By MELISSA EDDY, Associated Press Writer
FRANKFURT, Germany (AP) - German composer Norbert Schultze, whose song Lili Marleen struck a chord with World War II soldiers fighting on fronts from Europe to Asia, has died, his publisher said Tuesday. He was 91.
Schultze died on Oct. 14 in Bad Toelz, near Munich, said Nicola Gilles, a spokeswoman for Schott music publishers. The cause of death was not known. Born in Braunschweig in 1911, Schultze studied music theory and theater in Cologne and Munich before beginning his career as a theater music director in the university city of Heidelberg.
He began writing songs and several children's musicals in the 1930s which were successful, but never wildly popular.
In 1938, he set to music the words of a World War I-era poem by Hans Leip about a soldier who is called to the front, leaving behind his sweetheart who waits for him in the lamplight. It sold only several hundred copies.
Three years later, a version of the song, recorded by Lale Anderson, was broadcast from a German radio station in occupied Belgrade, Yugoslavia to forces in North Africa. It was an instant hit with the soldiers.

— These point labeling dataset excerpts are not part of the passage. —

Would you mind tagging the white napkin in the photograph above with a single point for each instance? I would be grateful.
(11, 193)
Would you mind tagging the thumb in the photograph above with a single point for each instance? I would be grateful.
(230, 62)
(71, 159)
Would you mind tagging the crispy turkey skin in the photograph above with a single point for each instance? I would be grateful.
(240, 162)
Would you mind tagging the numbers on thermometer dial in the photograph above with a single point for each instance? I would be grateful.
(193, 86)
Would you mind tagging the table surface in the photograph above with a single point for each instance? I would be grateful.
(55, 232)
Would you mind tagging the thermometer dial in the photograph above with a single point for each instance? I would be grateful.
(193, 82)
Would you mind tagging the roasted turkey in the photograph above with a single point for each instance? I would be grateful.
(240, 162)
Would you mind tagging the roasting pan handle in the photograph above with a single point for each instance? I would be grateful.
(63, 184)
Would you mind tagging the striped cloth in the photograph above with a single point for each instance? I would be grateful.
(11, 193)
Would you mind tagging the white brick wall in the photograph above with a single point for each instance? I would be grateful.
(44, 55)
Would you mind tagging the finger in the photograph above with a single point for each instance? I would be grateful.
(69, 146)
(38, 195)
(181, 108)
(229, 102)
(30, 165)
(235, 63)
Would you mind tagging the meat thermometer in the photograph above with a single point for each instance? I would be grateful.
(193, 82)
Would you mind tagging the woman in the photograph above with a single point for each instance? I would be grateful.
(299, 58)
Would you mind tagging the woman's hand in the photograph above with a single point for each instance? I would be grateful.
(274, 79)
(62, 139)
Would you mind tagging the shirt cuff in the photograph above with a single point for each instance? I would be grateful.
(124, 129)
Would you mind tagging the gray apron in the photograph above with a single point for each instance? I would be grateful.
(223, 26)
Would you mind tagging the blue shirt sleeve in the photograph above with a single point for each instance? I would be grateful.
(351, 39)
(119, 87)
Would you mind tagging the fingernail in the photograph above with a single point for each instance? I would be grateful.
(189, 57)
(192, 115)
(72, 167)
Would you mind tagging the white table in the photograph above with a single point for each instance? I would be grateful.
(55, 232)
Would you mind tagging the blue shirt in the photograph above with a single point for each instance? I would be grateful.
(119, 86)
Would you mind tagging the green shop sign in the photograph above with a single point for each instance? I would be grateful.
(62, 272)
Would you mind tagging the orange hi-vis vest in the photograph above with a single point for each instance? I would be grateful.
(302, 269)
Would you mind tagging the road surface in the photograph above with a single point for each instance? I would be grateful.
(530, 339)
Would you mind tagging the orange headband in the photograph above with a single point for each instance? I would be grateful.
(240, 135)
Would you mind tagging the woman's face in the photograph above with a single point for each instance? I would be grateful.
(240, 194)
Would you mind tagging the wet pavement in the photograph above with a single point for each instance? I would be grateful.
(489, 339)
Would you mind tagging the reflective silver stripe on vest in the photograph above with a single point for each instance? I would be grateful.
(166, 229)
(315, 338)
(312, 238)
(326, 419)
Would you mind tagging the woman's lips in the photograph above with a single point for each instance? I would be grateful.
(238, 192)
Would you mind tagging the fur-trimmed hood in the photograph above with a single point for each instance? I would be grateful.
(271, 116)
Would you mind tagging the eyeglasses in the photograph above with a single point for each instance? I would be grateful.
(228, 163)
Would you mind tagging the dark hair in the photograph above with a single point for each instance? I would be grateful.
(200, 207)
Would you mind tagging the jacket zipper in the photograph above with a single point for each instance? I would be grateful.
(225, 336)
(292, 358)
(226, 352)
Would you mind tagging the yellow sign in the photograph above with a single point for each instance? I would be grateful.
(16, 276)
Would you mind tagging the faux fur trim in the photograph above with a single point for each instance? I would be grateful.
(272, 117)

Although the Nazis banned the song, it spread like wildfire through barracks, hospitals and bunkers on both sides of the front ‹ where ever there were lonely soldiers longing for their left-behind lovers.

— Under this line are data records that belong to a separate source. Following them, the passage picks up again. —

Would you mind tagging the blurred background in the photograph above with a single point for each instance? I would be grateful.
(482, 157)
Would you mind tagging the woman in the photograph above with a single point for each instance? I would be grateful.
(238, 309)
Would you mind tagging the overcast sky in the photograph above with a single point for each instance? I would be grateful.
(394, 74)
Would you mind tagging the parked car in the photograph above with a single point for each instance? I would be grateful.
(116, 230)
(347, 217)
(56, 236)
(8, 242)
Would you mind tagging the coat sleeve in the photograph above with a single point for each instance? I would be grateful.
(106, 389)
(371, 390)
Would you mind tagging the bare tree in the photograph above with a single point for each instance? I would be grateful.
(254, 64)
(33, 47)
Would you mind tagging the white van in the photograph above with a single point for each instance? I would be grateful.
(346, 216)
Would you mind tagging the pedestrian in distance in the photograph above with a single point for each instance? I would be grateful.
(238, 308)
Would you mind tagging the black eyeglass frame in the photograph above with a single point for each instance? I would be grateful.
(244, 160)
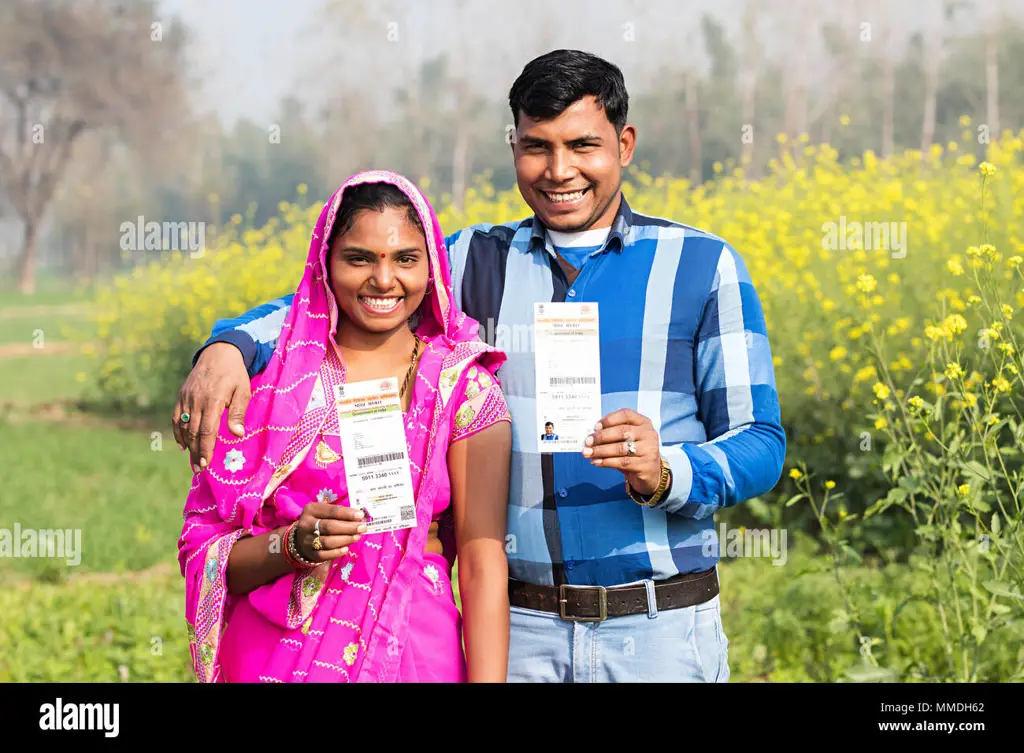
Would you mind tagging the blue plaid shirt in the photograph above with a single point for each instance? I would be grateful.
(683, 342)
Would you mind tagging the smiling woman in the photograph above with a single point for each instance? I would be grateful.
(284, 580)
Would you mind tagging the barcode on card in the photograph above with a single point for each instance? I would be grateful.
(570, 381)
(378, 459)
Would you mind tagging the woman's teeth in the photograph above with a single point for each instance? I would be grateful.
(381, 304)
(559, 198)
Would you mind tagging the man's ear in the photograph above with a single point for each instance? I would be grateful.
(627, 144)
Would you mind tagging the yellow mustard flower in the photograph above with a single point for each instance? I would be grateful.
(866, 283)
(953, 371)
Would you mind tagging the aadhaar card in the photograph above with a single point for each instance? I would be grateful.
(373, 444)
(566, 338)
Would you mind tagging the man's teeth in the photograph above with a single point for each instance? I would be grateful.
(559, 198)
(383, 304)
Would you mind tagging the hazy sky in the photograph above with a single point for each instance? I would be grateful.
(249, 53)
(243, 48)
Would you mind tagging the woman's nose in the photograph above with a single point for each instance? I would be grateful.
(383, 276)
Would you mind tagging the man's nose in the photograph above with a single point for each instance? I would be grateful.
(560, 167)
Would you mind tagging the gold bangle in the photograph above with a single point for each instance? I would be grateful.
(658, 493)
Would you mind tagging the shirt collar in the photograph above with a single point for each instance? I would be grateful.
(616, 236)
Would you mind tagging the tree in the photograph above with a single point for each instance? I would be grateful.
(68, 69)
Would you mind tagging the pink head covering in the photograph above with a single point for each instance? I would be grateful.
(232, 496)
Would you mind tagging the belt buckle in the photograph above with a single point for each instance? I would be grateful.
(603, 601)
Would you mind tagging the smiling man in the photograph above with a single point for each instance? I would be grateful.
(610, 576)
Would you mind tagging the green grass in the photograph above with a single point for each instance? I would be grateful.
(96, 632)
(41, 378)
(50, 327)
(125, 497)
(50, 291)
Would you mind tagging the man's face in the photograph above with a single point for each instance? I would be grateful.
(579, 151)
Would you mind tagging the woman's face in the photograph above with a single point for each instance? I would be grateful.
(379, 269)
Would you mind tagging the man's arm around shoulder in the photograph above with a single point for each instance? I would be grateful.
(237, 349)
(737, 402)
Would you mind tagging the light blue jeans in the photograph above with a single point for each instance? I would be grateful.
(686, 644)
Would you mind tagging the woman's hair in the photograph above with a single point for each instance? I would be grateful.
(377, 197)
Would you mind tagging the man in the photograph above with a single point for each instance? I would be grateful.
(610, 577)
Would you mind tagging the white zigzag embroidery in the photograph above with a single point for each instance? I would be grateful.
(331, 666)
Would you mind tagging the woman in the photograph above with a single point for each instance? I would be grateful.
(263, 603)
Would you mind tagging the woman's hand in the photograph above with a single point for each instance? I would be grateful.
(340, 527)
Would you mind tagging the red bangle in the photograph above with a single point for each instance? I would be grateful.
(284, 549)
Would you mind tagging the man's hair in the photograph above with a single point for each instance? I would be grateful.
(377, 197)
(552, 82)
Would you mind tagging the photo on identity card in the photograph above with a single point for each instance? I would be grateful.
(568, 374)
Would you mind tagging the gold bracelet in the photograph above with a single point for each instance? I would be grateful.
(658, 493)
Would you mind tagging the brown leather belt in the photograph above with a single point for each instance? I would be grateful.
(595, 603)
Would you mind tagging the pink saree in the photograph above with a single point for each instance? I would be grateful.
(385, 612)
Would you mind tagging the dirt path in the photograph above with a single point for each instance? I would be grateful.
(26, 583)
(70, 413)
(70, 309)
(11, 349)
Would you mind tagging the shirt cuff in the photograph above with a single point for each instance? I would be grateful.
(678, 500)
(240, 339)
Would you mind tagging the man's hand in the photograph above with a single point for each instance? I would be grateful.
(608, 448)
(218, 380)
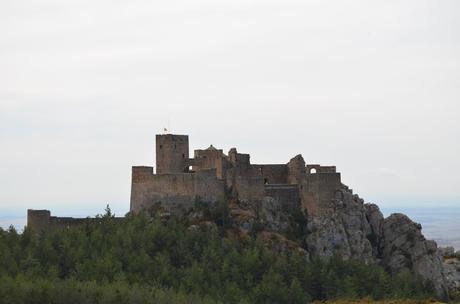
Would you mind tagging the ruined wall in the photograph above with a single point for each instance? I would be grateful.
(172, 153)
(39, 220)
(318, 190)
(296, 170)
(173, 190)
(210, 158)
(320, 169)
(287, 196)
(273, 174)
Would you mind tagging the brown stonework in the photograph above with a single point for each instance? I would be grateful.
(213, 174)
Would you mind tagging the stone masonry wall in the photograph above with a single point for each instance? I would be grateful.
(173, 190)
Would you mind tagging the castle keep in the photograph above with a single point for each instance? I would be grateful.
(211, 175)
(180, 179)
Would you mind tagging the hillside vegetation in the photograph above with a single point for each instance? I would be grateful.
(160, 258)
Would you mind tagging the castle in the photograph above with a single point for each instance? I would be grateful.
(211, 175)
(179, 179)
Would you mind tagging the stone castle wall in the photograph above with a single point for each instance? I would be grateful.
(39, 220)
(173, 190)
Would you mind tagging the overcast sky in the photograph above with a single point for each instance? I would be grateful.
(372, 87)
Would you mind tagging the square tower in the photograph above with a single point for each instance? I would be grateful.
(172, 153)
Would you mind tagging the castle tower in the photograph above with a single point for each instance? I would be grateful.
(172, 153)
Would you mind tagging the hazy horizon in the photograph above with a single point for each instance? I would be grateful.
(372, 88)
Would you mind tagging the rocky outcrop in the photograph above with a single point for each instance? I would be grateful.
(354, 230)
(351, 229)
(404, 247)
(451, 261)
(342, 228)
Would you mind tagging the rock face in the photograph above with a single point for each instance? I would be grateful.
(342, 228)
(351, 229)
(404, 247)
(355, 230)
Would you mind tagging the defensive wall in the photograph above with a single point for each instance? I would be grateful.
(39, 220)
(173, 190)
(210, 174)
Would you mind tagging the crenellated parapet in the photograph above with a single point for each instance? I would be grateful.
(211, 174)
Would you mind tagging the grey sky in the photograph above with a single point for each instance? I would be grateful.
(370, 86)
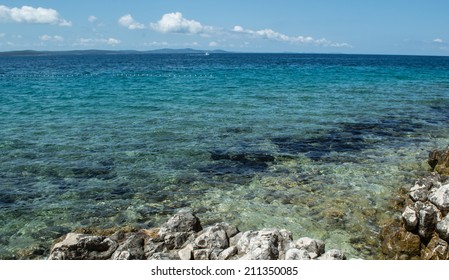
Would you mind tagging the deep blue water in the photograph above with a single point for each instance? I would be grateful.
(316, 144)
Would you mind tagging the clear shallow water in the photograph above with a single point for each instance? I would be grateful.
(316, 144)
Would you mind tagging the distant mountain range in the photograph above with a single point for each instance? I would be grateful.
(97, 52)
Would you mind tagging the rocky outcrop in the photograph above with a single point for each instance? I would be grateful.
(182, 237)
(423, 231)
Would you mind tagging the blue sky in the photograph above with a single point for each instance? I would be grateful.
(323, 26)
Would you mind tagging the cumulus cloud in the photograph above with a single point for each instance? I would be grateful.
(176, 23)
(129, 22)
(27, 14)
(55, 38)
(92, 19)
(270, 34)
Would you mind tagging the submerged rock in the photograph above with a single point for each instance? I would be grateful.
(183, 221)
(439, 161)
(181, 238)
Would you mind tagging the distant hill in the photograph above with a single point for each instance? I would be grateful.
(101, 52)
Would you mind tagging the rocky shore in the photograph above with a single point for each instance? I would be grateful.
(182, 237)
(422, 230)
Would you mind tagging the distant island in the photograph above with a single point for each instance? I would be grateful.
(98, 52)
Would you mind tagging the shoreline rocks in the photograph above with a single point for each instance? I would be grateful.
(422, 232)
(182, 237)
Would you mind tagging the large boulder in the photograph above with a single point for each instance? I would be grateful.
(78, 246)
(260, 245)
(440, 197)
(131, 248)
(398, 243)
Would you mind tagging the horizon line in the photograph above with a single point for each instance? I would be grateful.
(197, 51)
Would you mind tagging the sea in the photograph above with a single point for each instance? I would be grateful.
(318, 144)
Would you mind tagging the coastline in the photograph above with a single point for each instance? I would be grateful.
(421, 229)
(421, 232)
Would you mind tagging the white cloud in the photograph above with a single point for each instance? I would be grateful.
(92, 19)
(55, 38)
(129, 22)
(176, 23)
(27, 14)
(92, 42)
(270, 34)
(155, 43)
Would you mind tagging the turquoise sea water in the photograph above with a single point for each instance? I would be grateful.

British commanders reportedly hated hearing their troops singing the German version of the song and hired a lyricist to compose an English version of "Lili Marleen," that first aired on the BBC in 1944.
The song was translated into about 30 languages and was performed by countless singers, including Marlene Dietrich, Edith Piaf and Greta Garbo.
Yet Schultze, who wrote a book in 1996 titled, "With you, Lili Marleen" never considered the song his greatest work and was often plagued by its enormous success.
"When I hear it today, I don't have the feeling that it is from me," the Monday edition of Berlin's Tagesspiegel daily quoted him as saying in 1996. "Musically, I had bad luck."
Throughout World War II, Schultze composed scores for Nazi films, which discredited him in his homeland for several years after the end of the war and left him able to find work only as a gardener. He later apologized for supporting Hitler's regime.
By 1950, he was again composing musicals for children, such as "The Snow Queen" and operettas including "The Rain in Paris," as well as music for nearly 50 films.
Schultze is survived by his wife, Iwa Wanja, and five children.